Steinback Craig D, Poulin Marc J
Dept. of Physiology and Biophysics, Faculty of Medicine, Univ. of Calgary, HMRB-212, 3330 Hospital Dr., NW, Calgary, Alberta, Canada T2N 4N1.
J Appl Physiol (1985). 2008 Feb;104(2):482-9. doi: 10.1152/japplphysiol.00553.2007. Epub 2007 Nov 29.
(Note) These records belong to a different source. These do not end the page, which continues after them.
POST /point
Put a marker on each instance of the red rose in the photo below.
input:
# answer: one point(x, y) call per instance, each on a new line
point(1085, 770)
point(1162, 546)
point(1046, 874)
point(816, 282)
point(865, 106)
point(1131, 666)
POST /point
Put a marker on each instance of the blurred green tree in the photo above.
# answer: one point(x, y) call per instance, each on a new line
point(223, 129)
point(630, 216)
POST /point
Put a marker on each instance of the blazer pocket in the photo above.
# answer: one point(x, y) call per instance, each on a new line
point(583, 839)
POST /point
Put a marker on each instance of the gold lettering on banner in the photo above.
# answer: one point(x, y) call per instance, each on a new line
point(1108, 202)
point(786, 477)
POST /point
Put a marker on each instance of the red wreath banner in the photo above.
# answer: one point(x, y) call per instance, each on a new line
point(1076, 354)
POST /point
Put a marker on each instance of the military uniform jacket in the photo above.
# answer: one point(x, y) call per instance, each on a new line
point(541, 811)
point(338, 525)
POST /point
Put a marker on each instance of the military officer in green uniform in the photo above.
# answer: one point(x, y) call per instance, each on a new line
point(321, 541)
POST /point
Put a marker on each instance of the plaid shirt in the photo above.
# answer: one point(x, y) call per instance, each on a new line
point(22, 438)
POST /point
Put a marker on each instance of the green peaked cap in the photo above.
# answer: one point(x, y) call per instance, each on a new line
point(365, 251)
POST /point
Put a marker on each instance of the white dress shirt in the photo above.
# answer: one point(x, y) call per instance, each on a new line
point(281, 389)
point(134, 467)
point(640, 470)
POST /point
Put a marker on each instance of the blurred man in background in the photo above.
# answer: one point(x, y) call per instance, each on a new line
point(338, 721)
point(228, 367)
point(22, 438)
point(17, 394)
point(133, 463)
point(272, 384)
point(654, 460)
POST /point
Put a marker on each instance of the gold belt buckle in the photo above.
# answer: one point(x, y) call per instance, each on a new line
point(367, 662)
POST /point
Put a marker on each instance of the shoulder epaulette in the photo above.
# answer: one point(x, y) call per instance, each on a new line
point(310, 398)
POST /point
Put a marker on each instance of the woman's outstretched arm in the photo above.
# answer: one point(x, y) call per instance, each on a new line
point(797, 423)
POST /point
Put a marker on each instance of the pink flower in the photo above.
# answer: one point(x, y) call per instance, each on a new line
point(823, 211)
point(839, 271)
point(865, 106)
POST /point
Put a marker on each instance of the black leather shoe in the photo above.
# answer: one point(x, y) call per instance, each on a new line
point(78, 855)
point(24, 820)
We examined the cardiovascular and cerebrovascular responses to acute isocapnic (IH) and poikilocapnic hypoxia (PH) in 10 men (25.7 +/- 4.2 yr, mean +/- SD). Heart rate (HR), mean arterial pressure (MAP), and mean peak middle cerebral artery blood flow velocity (Vp) were measured continuously during two randomized protocols of 20 min of step IH and PH (45 Torr). HR was elevated during both IH (P < 0.01) and PH (P < 0.01), with no differences observed between conditions. MAP was modestly elevated across all time points during IH but only became elevated after 5 min during PH. During IH, Vp was elevated from baseline throughout the exposure with a consistent hypoxic sensitivity of approximately 0.34 cm x s(-1).%desaturation(-1) (P < 0.05). The Vp response to PH was biphasic with an initial decrease from baseline occurring at 79 +/- 23 s, followed by a subsequent elevation, becoming equivalent to the IH response by 10 min. The nadir of the PH response exhibited a hypoxic sensitivity of -0.24 cm x s(-1) x % desaturation(-1). When expressed in relation to end-tidal Pco2, a sensitivity of -1.08 cm x s(-1).Torr(-1) was calculated, similar to previously reported sensitivities to euoxic hypocapnia. Cerebrovascular resistance (CVR) was not changed during IH. During PH, an initial increase in CVR was observed. However, CVR returned to baseline by 20 min of PH. These data show the cerebrovascular response to PH consists of an early hypocapnia-mediated response, followed by a secondary increase, mediated predominantly by hypoxia.
我们研究了10名男性(25.7±4.2岁,均值±标准差)对急性等碳酸血症(IH)和异碳酸血症性低氧(PH)的心血管和脑血管反应。在两个随机方案中,连续测量心率(HR)、平均动脉压(MAP)和大脑中动脉平均血流峰值速度(Vp),这两个方案分别为20分钟的阶梯式IH和PH(45托)。在IH(P<0.01)和PH(P<0.01)期间HR均升高,两种情况之间未观察到差异。在IH期间所有时间点MAP均有适度升高,但在PH期间仅在5分钟后升高。在IH期间,Vp在整个暴露过程中均从基线升高,缺氧敏感性约为0.34厘米·秒⁻¹·%去饱和⁻¹(P<0.05)。Vp对PH的反应是双相的,最初在79±23秒时从基线下降,随后升高,到10分钟时与IH反应相当。PH反应的最低点缺氧敏感性为-0.24厘米·秒⁻¹·%去饱和⁻¹。当以呼气末二氧化碳分压表示时,计算出的敏感性为-1.08厘米·秒⁻¹·托⁻¹,与先前报道的对常氧性低碳酸血症的敏感性相似。在IH期间脑血管阻力(CVR)未改变。在PH期间,观察到CVR最初增加。然而,在PH 20分钟时CVR恢复到基线。这些数据表明,脑血管对PH的反应包括早期低碳酸血症介导的反应,随后是主要由缺氧介导的继发性增加。